The egg is seen as the 'gold standard' in high-quality protein, and one of the most versatile foods available, with almost all the goodness coming from the yolk (don't ever eat just that bland white again!) Add to this bacon, sausage or whatever else tastes delicious, and you probably won't give food a thought for another 5-6 hours, due to the amazing blood sugar balancing action eggs have. Blood sugar control is the real secret behind not being hungry. A big breakfast with a high protein and fat component keeps you full, so you won't want to eat again – maybe till dinner!
Cooking a big breakfast IS a slight mission – but aren't you worth it? Aren't your kids and significant other worth that extra half hour? Once you get used to it, it becomes easy as your routine becomes slicker. If necessary, get up earlier or plan ahead – it's like health insurance, and you'll have boundless energy all day. By the time dinner comes around, after a hard day, you won't need to sweat away over the stove for hours either. If you are doing the 'big breakfast small dinner' thing you'll be surprised how at night you won't want a big dinner.
On the flip side, skipping breakfast or having too small a breakfast will result in destabilised sugar levels and tiredness, snacking and lack of energy the rest of the day. The inevitable large meal in the evening you then feel you need to have, after a day of hunger, won't do anything to help with weight loss, good health or a good night's sleep. There are times you'll want to swop the two around – but for the most part the big breakfast will get your blood sugar and insulin doing all the right things for the rest of the day.

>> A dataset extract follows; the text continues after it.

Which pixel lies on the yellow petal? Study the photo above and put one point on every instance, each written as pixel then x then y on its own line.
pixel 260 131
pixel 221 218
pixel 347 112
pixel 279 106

Save big dinners for special occasions or celebrations.
Bottom line - a smaller dinner is a better idea than a big one – you don't need energy at night when your digestive system needs to rest and allow all the body's energy to be focused on repair
So a light supper or at least a smaller one – would be preferable to a large one. It's been shown too that eating a large breakfast and smaller supper results in greater weight loss over the long term.